Illich’s thesis was quite radical at its publication, but our society is arguably far more medicalized today than it was in the 1970s. According to Illich, demand for medical care becomes iatrogenic to the social milieu when individuals begin to doubt that they are capable of doing for themselves that which was formerly mastered, or at least coped with at home or within their communities. Today, problems such as the use of Emergency Departments for non-emergent conditions speak both to socioeconomic inequalities and lack of access to more appropriate channels of health care but also to crises in perception, judgment, and self-efficacy. Many in our society do not have the personal resources to cope with the common cold or with strains and sprains within their own families and communities. We are now generally unskilled and helpless in the face of suffering and death without the comprehensive ministrations of hospice and palliative care. Healthcare, Illich argued, has degraded our health, “the degree of lived freedom” that individuals exercise, a word used to designate “the intensity with which individuals cope with their internal states and their environmental conditions” (242). 

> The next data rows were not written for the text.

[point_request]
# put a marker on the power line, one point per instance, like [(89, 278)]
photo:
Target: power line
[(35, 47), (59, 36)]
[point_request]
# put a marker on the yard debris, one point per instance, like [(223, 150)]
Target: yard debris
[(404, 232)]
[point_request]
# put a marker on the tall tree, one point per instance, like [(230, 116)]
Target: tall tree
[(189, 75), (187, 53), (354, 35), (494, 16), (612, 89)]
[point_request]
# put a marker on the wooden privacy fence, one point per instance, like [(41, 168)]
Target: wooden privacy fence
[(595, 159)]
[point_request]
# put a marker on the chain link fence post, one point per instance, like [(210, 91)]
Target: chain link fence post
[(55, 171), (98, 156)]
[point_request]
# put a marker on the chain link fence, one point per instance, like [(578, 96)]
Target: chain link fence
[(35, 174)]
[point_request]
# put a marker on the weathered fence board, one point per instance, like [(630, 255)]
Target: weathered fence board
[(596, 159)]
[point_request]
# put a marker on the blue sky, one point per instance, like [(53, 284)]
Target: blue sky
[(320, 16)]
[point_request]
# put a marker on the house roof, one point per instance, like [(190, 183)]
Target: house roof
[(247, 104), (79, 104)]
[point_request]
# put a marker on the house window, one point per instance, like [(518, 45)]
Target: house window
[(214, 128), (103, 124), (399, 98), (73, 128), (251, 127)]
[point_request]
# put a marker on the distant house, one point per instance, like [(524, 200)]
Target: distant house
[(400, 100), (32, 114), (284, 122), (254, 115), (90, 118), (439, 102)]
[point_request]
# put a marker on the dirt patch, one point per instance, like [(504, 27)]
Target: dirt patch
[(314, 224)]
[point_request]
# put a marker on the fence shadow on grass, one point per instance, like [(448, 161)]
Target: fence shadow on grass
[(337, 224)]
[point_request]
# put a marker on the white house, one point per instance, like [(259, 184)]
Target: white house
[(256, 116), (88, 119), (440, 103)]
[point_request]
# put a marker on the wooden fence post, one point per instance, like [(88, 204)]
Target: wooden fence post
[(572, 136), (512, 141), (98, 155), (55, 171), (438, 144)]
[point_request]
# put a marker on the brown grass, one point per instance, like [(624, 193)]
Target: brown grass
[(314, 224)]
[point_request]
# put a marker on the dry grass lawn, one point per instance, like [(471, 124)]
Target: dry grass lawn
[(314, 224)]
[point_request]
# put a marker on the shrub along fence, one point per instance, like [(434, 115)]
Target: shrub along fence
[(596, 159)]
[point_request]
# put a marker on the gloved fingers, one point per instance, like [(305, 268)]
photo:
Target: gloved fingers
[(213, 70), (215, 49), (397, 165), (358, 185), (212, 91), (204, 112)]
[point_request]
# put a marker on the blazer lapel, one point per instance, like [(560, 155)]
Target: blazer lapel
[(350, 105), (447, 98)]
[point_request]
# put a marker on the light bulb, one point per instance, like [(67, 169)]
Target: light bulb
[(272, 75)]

Religious communities have historically been repositories of practical wisdom about health and healing—communities that can sustain shared meanings about the significance of illness and death, institutions capable of mobilizing care for fellow members (and even outsiders) over the long haul. The remarkable rise of the “nones” (the religiously unaffiliated) would seem to bode ill for prospects of countering medical nemesis on any wide scale. This paper will argue for the ongoing relevance of Illich’s thesis, and then turn to engage the work of select Christian theologians, including Don S. Browning and Stanley Hauerwas, to illustrate how contemporary Christian responses to social and cultural iatrogenesis may increase the “lived freedom” of their parishioners. The author hopes to spur a robust conversation about setting limits to medicine and identifying religious resources for catalyzing the capacities of individuals within their religious communities so that they engage health care resources in such a way as to maximize their ability to cope with the human condition and to care for one other.